CASE Campaign Targets Senators Before Policy Talks
Notably, the campaign urges senators to support community banks and “close the stablecoin loophole.” According to journalist Eleanor Terret, the ads appeared three days before the Independent Community Bankers of America meets crypto leaders. That meeting is scheduled at the White House and focuses on stablecoin yield treatment.
CASE argues that existing rules favor large crypto firms over local lenders. The ads warn that stablecoins could weaken traditional banking channels. Moreover, they frame the issue as a risk to small banks that serve farmers and local businesses. This messaging appears as negotiations over stablecoin regulation remain unresolved.
Industry Dispute Over Stablecoin Impact
However, crypto executives reject those claims. Coinbase CEO Brian Armstrong said concerns about community banks distract from broader issues. He described the argument as a “red herring” during public remarks. Armstrong questioned whether stablecoins truly threaten smaller lenders.
Still, the ads cite Treasury Department estimates. Those estimates suggest stablecoins could drain up to $6 trillion from the banking system. According to the campaign, that shift could harm community banks, farmers, and small businesses. As a result, the messaging portrays stablecoin growth as a direct challenge to Main Street lending.
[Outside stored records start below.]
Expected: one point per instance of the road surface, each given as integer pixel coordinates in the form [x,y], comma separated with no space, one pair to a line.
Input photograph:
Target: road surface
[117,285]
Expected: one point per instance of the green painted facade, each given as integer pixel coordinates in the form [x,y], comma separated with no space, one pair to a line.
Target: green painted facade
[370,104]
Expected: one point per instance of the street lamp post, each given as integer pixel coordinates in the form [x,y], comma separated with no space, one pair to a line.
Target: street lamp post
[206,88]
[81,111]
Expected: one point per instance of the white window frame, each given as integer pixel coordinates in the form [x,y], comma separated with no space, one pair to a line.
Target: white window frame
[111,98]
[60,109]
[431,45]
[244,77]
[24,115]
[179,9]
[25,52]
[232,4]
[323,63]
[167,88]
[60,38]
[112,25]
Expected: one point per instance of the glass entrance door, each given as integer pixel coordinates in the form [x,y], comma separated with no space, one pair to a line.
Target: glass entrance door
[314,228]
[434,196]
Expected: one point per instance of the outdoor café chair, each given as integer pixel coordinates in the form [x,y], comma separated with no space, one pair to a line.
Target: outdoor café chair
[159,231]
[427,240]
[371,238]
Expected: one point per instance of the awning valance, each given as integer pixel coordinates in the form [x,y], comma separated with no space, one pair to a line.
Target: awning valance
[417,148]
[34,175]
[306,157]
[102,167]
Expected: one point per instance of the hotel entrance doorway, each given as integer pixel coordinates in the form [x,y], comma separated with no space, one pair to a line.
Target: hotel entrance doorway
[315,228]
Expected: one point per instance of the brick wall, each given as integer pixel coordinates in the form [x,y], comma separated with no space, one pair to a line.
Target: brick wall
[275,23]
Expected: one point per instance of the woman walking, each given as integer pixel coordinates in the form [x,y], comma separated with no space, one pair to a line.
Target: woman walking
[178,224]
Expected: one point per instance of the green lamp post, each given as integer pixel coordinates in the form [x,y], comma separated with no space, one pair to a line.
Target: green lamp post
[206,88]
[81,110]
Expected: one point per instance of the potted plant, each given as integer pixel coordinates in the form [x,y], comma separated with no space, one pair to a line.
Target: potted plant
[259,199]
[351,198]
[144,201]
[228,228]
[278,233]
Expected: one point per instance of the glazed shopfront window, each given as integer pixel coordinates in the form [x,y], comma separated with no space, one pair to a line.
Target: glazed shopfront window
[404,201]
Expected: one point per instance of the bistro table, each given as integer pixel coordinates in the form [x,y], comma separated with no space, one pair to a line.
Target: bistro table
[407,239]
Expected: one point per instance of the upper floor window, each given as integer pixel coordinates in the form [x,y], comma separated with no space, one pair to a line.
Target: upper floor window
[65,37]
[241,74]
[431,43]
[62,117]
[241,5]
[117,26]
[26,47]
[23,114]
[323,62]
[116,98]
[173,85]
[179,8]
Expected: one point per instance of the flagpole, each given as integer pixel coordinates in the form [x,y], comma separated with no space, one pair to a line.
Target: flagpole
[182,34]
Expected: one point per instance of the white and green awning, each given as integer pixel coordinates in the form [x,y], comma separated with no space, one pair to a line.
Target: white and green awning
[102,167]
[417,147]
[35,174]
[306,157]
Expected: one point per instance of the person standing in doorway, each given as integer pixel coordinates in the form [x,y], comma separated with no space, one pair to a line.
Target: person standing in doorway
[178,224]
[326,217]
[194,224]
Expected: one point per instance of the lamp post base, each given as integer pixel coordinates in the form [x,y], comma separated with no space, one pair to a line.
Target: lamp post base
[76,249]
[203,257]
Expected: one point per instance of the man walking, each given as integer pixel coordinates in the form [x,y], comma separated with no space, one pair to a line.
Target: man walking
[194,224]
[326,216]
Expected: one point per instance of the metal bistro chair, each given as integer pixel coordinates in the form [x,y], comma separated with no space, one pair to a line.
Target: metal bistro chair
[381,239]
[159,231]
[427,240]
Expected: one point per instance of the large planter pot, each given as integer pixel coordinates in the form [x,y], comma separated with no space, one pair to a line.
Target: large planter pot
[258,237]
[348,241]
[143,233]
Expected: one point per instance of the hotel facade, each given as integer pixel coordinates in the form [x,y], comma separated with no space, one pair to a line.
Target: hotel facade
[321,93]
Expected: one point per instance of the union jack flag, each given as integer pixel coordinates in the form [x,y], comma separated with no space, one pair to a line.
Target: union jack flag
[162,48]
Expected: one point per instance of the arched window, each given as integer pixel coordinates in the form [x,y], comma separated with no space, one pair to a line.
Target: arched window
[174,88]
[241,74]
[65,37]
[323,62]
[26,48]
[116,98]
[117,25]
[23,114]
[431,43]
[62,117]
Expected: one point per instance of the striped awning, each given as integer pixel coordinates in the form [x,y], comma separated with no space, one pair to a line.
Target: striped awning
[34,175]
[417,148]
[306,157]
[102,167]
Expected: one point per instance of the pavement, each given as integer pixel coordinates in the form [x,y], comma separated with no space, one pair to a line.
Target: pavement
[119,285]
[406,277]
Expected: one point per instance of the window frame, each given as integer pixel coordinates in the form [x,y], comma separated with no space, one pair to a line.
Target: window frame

White House Meeting and CLARITY Act Standoff
Meanwhile, the White House plans to host crypto firms, banks, and lobbying groups on February 2, 2026. Reuters first reported that the administration’s crypto council will lead the meeting. The talks will address stalled negotiations over the CLARITY Act.
Notably, the bill stalled after Brian Armstrong withdrew Coinbase’s support in mid-January. Hours later, Senate Banking Committee Chairman Tim Scott postponed the bill’s markup. Bloomberg also reported that a Coinbase representative will attend the meeting.
Patrick Witt, Executive Director of the President’s Crypto Council, has called for immediate passage of the bill. Besides, Bitwise CIO Matt Hougan warned that delays could force digital assets into a prolonged regulatory test period.